Since beginning the hunger strike, prisoners reported to attorney Alice Lynd (and published in the San Francisco BayView) that “officers shook down their cells and took any food they found. The hunger strikers were sent to see medical staff and charged $5 for medical treatment.”3 In 2000 the IDOC began charging prisoners $5 per incident to receive medical care – a direct violation of international law, including the United Nations Body of Principles for the Protection of All Persons under Any Form of Detention or Imprisonment which states that prisoners’ medical “care and treatment shall be provided free of charge.”

Additionally, Lynd reported one prisoner was pushed down the stairs by two officers while handcuffed and then beaten.4 Officers pushing handcuffed and/or shackled prisoners down the stairs is a common form of retaliation in segregation units in Illinois prisons, as prisoners are never allowed to leave their cells without handcuffs and/or shackles.

*****

With the closing of Tamms – the most visible face of torture in Illinois’ prison system – prisoners were sent to other prisons where the practice of solitary confinement has been hiding behind older and less-scrutinized walls. Within weeks of Tamms prisoners being transferred to Illinois’ long-term disciplinary segregation prison in Pontiac, IL, nearly 50 prisoners began a hunger strike opposing the conditions there.

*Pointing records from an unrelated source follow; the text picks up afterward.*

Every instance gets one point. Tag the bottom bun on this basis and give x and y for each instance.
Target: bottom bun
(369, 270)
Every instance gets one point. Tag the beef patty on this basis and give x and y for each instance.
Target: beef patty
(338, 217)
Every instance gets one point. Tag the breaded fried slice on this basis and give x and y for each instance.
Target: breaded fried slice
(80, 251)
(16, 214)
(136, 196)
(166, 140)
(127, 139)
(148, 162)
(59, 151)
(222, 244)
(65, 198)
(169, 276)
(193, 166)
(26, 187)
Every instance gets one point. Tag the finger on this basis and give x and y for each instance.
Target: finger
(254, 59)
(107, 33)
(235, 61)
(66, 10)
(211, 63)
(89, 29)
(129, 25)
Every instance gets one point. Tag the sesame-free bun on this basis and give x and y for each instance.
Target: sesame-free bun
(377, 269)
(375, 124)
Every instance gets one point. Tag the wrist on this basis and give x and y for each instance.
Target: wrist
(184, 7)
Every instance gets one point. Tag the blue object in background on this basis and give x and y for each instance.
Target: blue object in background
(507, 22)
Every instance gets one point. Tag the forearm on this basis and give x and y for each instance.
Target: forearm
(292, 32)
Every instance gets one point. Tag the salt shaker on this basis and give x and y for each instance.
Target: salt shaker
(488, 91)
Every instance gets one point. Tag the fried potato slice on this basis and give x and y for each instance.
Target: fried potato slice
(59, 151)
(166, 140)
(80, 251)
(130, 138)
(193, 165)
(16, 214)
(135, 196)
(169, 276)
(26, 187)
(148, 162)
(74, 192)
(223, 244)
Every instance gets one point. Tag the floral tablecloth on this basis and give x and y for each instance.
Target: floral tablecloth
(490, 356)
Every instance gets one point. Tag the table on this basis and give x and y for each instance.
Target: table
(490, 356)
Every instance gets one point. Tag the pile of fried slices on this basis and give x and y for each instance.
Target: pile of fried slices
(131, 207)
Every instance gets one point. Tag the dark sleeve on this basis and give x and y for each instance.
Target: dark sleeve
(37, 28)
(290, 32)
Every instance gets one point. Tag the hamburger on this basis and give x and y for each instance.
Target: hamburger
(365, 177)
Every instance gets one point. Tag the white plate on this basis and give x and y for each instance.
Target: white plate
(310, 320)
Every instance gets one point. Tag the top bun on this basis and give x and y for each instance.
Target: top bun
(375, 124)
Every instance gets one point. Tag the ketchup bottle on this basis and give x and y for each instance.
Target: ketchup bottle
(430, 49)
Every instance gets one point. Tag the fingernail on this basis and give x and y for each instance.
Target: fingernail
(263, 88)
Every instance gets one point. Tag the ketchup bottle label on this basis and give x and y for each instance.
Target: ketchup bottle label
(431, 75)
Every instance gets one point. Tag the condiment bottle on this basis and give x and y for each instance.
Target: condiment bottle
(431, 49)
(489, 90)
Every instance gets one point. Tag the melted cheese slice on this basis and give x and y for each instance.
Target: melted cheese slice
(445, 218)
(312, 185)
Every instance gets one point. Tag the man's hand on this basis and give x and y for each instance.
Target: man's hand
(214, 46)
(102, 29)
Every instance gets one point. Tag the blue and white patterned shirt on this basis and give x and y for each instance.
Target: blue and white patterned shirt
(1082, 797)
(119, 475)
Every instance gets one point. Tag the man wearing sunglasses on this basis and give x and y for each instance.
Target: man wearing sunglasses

A number of smaller and not well-publicized hunger strikes against the conditions at Pontiac have taken place since it was converted from a regular maximum security prison to long-term disciplinary segregation in the late-1990s.

Debate and struggle roil every day behind the prison walls about the repressive and degrading conditions and what to do about it – especially in solitary confinement. Far too often prisoners have little or no connection on the other side of the walls to expose the horrors of what they are facing – and to support them when they do organize to oppose those conditions.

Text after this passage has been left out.